I think I've gone a bit overboard on trips. I keep being met with the challenge to sit and focus, but I find growth in these experiences as well. At this point, the bank account is damn near yelling. My "No," muscle's kryptonite is spending time with people I love, so maybe I won't do Germany after all.
Seattle was a blast. Having lived with this crew before, it was comfortable and easy to go at our own pace. From napping to going out, from paddleboarding to reading at the bookstore.
While there though, I was admiring my friend's space. Mature, welcoming, the lighting mixed with apple commands, the plant-life. I had talked to him previously about having felt ready to leave and from the lonely start he described, his space and ease there showed he had found his groove, all the better for it.
Time with them was stimulating and healing in every way.
We spoke on challenges, on growing. Especially on practicing slowing down. On thinking. On exercising choice of words.
....Meanwhile I had not been a great communicator the first night there, to my special friend. Loose on our title, I guess I'm not solid on the expectations. I failed to bring up when/if we were going to have a phone call that night. Quietly and abruptly, she went to bed early and that was the last we spoke over the weekend.
I came back home early, organized my space and was waiting to try to make amends. The day got away. Mid day even, I had my bike half-locked outside the gym, in-view to the front desk. I finished my workout and arrived at a wheel-less bike. Welcome back to the area.
The next morning on my way to work, I picked up an even more mangled skeleton of a bike. Work was the usual until shift change, where our manager asked both incoming and outgoing shifts to gather. She shared the heavy news that we had lost a team member. Her heart giant, opposing her small stature, she was always looking to help. Bright, loving, young. Taken too soon. We silently, in part disbelief received the news and as my coworker put it "typical to our nursing ways," compartmentalized and returned to our jobs ever so sullenly.
After work, I was looking forward to picking up one of our favorite's to eat as we talked out the weekend. It was short-lived. Using November's prompts:
1. I was upset. I was mourning. I was protective - her distance causing me to become so as well.
2. The trigger: waiting for a chance on Sunday. Her being late to talking on Monday, knowing my ETA. The way she said things...essentially concluding it was over.
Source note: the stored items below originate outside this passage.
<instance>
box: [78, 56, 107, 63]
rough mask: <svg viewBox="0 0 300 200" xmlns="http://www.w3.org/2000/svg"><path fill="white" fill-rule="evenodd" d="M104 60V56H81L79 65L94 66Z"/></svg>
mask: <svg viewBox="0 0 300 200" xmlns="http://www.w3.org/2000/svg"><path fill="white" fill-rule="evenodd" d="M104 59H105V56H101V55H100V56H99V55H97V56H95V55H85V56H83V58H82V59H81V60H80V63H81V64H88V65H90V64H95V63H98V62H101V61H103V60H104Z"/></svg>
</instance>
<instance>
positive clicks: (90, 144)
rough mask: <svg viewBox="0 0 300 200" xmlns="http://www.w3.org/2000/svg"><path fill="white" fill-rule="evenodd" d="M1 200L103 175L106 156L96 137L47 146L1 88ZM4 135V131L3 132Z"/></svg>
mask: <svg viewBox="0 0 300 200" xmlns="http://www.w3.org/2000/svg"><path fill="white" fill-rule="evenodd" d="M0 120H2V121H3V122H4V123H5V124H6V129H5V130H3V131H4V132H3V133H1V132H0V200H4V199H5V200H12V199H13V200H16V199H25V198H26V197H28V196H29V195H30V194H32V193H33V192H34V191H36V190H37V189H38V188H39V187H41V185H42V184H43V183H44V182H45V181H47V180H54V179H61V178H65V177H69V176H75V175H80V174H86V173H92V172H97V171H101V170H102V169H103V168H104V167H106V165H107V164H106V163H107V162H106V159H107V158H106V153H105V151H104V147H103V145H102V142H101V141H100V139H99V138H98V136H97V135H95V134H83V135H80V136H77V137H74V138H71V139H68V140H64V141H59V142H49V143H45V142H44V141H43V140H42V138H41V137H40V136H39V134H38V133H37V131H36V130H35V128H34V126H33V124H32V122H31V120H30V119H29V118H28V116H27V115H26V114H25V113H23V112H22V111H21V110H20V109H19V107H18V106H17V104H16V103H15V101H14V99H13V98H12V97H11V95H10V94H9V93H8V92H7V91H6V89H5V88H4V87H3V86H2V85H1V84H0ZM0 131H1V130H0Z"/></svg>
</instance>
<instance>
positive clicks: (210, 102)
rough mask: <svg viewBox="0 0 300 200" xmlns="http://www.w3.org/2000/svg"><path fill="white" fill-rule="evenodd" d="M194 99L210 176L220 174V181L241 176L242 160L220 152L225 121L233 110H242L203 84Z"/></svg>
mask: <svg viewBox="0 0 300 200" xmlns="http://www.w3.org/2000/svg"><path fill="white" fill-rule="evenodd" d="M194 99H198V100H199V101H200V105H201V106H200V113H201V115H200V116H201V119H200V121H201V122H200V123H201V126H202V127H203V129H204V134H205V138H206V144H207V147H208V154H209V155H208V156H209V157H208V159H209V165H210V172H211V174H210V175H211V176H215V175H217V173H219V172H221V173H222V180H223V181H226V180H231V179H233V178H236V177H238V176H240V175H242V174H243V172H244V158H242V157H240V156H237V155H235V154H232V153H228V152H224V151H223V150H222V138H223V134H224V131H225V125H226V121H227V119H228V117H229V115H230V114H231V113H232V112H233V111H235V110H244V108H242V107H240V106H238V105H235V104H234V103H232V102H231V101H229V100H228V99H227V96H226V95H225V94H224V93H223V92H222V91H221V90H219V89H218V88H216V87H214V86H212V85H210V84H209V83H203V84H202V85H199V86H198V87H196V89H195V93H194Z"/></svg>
Wondering why she's still in this (whatever this is, really).
3. What was the anger protecting: vulnerability. opening back up to the same song and dance.
4. what did you note was happening in your body/thoughts: closed off-ness. resignation. frustration at feeling "this way," again like her but on the other side. wanting to also be done with it.
annoyance that there's again an argument before a big trip.
Proving in these moments, why we hesitate to make plans together.
Proving the instability, proving us right about "incompatibility."
Reminding me that I'm rounding the end of a chapter, as is she. No matter the outcome for peace corps, I will leave. Needing to move on, for both of us.